Les circonstances y sont pour beaucoup. Les ouvriers ne désiraient qu’une chose, rentrer à l’usine. Les prétentions des syndicats appartiennent, pour la plupart d’entre eux, au domaine d’une métaphysique particulière, où s’exercent leurs meneurs. Or ceux-ci, pour des raisons très diverses et dont nos lecteurs se doutent, ne veulent pas en ce moment créer de difficultés au gouvernement. Ils ont donc tout accepté.

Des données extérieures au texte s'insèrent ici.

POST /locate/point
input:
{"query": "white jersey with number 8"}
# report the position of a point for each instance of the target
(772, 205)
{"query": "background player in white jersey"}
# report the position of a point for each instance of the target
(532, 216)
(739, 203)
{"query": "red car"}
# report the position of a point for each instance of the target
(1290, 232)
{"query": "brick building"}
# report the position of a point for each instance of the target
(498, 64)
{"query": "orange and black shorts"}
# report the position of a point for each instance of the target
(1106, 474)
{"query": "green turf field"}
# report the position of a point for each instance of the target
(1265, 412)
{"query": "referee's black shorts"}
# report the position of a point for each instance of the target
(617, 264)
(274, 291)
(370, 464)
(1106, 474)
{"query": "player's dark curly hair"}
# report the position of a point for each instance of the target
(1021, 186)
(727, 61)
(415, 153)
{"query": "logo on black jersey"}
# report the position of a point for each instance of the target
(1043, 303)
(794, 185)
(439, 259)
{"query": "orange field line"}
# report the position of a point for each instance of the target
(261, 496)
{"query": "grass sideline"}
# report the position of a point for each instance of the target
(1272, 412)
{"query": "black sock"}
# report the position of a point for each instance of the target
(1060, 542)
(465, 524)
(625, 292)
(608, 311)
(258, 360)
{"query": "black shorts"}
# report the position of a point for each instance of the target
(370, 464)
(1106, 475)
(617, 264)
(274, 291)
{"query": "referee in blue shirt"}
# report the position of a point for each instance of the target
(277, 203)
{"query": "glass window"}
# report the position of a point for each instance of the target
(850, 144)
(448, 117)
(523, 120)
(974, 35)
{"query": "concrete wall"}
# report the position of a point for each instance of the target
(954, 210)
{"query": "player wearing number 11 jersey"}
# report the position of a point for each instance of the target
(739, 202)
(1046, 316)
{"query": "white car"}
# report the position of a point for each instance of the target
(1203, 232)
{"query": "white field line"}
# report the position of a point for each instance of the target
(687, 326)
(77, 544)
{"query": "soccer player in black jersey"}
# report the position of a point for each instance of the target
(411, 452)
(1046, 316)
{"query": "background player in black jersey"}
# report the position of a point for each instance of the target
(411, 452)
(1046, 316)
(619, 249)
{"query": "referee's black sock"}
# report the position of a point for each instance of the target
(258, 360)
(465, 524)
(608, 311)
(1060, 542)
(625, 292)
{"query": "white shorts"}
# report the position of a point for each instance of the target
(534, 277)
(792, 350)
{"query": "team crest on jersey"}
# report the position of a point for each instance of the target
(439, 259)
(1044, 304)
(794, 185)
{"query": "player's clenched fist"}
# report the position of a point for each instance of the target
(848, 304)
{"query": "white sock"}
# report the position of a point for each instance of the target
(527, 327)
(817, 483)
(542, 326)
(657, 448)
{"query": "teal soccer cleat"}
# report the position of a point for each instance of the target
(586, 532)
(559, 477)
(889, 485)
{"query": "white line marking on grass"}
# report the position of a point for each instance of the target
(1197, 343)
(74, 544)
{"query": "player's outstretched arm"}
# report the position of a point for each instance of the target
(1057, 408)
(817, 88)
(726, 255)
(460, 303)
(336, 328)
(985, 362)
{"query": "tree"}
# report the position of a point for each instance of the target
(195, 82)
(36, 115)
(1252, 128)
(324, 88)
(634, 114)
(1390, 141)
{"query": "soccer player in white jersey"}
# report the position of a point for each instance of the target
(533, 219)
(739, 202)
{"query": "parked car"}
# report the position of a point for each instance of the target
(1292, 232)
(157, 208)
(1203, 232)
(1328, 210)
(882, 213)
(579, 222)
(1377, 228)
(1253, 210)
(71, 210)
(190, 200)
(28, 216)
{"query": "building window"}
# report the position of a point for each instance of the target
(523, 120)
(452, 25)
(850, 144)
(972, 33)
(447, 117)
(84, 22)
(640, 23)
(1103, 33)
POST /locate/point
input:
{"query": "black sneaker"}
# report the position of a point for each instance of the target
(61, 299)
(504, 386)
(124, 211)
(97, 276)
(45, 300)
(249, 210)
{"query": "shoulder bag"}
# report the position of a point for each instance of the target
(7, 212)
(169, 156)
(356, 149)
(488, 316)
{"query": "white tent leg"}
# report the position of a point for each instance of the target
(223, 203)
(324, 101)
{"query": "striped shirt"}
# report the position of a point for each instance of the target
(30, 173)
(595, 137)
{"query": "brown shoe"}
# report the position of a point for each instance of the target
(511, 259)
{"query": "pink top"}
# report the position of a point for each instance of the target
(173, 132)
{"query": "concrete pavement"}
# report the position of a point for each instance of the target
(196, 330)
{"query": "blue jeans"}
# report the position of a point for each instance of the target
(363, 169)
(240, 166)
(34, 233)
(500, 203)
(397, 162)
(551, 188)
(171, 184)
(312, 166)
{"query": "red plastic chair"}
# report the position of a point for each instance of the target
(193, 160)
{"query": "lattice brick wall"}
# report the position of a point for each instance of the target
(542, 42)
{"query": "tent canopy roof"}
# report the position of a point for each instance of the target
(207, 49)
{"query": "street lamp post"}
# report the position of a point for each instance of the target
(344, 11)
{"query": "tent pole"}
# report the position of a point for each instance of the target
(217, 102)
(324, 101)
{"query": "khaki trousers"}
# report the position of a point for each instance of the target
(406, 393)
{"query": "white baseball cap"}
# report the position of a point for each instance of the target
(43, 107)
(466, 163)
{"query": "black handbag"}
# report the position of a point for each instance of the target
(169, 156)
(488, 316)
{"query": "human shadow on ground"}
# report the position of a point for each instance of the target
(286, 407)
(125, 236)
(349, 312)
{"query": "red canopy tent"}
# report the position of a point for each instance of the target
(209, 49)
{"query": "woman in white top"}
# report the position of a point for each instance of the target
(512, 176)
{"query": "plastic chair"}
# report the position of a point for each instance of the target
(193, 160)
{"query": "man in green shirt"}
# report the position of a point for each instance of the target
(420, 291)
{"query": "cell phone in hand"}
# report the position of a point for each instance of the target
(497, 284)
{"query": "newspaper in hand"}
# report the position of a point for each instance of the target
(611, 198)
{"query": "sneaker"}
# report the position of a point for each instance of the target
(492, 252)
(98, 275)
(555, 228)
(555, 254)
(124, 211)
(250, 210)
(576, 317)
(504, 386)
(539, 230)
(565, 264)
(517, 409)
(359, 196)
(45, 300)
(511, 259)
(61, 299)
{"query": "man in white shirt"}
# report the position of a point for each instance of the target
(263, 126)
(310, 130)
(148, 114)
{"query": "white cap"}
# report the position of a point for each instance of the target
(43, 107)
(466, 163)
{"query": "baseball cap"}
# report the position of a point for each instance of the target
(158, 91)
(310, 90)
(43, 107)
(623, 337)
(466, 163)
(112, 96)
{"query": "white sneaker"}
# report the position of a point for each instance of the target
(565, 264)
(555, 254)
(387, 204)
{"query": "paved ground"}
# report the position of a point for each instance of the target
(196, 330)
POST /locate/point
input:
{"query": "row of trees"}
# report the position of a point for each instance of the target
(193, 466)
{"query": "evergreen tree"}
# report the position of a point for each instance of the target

Non pas cependant sans faire quelques réserves pour l’avenir ; mais ils ne les ont pas tirées de la loi actuelle, que M. Waldeck-Rousseau ne pouvait pas, de leur propre aveu, interpréter autrement ; ils les ont tirées d’une loi future que M. le Président du Conseil leur a promis de déposer, sur le bureau de la Chambre, dès la rentrée. À parler franchement, nous ne croyons pas que M. Waldeck-Rousseau leur donne la loi qu’ils attendent. Les décisions de sa sentence s’appuient, non pas sur la loi écrite, mais sur des principes auxquels il a donné un caractère absolu, comme celui-ci : nul n’est tenu de subir un intermédiaire qu’il n’a pas librement accepté. Si donc le gouvernement dépose un projet de loi, ce ne sera pas celui qu’on a paru annoncer. Nous vivons d’ailleurs au jour le jour, et c’est le cas de dire qu’à chaque jour suffit sa peine. Voilà une difficulté esquivée ; il en reste assez d’autres pour que nous nous réjouissions que celle-là du moins ait disparu, d’autant plus qu’elle ne pouvait se prolonger sans que de pauvres ouvriers et leurs familles en fissent les frais. Nous avons dit ce qu’il y avait eu de mauvais et aussi ce qu’il y avait eu de bon dans l’incident. Nous souhaitons que les syndicats méditent la sentence que celui du Creusot a sollicitée et dont il s’est déclaré content. Nous ne doutons pas qu’il ne l’ait comprise, et dès lors tout est bien qui finit bien.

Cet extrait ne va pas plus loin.